Jensen Alfa Jensen's alpha) is used to determine the abnormal return of a security or portfolio of securities over the theoretical expected return. The security could be any asset, such as stocks, bonds, or derivatives. The theoretical return is predicted by a market model, most commonly the capital asset pricing model (CAPM). The market model uses statistical methods to predict the appropriate risk-adjusted return of an asset. The CAPM for instance uses beta as a multiplier. Jensen's alpha = Portfolio Return − [Risk Free Rate + Portfolio Beta * (Market Return − Risk Free Rate)]
Performance of my portfolio: Treynor ratio
Actually, Treynor and Sharpe ratio are measured to compare between two or among some portfolios. But Jensen Alfa measures the performance of portfolio out of the overall market performance.
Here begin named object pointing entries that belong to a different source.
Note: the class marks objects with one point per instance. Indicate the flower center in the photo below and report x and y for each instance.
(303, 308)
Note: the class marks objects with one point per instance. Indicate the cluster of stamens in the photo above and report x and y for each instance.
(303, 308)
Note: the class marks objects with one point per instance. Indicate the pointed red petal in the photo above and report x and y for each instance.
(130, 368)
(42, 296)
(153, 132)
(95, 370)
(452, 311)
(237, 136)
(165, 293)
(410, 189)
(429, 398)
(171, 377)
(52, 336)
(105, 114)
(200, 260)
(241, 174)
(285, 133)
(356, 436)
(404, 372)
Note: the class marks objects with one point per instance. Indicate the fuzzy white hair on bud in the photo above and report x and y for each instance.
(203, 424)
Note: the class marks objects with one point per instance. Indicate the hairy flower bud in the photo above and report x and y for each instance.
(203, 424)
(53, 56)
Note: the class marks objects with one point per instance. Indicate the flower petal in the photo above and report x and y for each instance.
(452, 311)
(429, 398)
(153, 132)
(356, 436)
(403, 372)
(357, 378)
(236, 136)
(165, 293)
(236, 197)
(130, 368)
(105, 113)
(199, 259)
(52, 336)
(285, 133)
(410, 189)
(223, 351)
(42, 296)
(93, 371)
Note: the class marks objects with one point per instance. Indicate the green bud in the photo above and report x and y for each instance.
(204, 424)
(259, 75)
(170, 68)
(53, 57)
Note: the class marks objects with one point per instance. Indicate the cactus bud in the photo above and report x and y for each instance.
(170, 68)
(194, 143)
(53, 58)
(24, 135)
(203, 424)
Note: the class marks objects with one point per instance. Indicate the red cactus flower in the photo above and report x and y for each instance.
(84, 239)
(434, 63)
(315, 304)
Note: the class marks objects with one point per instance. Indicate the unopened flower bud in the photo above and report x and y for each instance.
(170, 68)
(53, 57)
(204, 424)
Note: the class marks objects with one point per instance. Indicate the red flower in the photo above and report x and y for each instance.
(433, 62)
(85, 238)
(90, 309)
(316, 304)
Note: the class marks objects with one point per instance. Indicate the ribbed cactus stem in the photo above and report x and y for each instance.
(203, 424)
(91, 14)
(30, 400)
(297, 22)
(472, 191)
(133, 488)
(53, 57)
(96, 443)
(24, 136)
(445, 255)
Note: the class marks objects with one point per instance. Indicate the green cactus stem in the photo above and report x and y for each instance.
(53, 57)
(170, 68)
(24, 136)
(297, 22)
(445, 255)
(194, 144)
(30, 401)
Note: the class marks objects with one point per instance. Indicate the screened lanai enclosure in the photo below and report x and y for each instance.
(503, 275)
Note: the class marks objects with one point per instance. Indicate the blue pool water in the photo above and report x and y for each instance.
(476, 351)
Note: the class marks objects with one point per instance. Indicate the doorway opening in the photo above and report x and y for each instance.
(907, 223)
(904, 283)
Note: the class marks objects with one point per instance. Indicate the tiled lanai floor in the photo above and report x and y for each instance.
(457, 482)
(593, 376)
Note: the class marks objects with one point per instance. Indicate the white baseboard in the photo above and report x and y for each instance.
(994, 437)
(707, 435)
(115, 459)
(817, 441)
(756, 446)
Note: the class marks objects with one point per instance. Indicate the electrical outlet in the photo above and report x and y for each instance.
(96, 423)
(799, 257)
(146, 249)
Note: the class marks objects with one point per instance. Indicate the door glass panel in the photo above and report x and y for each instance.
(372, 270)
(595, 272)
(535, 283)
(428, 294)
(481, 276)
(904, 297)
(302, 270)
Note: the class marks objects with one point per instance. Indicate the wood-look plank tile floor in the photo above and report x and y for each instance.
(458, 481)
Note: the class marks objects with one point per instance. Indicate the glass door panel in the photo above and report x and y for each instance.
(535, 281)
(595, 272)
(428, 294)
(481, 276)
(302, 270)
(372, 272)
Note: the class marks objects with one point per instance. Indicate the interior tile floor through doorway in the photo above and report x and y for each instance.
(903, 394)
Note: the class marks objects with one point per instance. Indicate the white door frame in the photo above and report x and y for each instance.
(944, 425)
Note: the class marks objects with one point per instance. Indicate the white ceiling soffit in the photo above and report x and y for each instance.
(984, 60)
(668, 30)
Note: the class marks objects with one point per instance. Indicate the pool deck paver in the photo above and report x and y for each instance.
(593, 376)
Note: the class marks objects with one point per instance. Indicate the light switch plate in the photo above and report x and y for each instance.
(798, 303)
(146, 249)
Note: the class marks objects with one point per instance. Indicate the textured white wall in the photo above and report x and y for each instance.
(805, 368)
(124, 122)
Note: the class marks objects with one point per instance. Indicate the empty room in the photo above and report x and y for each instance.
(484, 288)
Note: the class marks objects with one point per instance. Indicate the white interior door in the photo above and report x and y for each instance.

Here, we can easily notice that Treynor and Sharpe ratio is positive but in this case we have no other portfolios to compare. Jensen Alfa is .33. My portfolio has beat the market.
Conclusion From above calculation I have shown that by allocating different weights to different securities the investor can maximize his return. He can also keep his risk at desire level as well as he can achieve expected return. Here I have show that if short selling is possible the theta and return can be maximized than if short selling is not allowed. But there is also disadvantage of short selling that is when market falls, short selling mechanism creates pressure to price fall which is not expected for share market. That’s why in Bangladesh short sell is not allowed.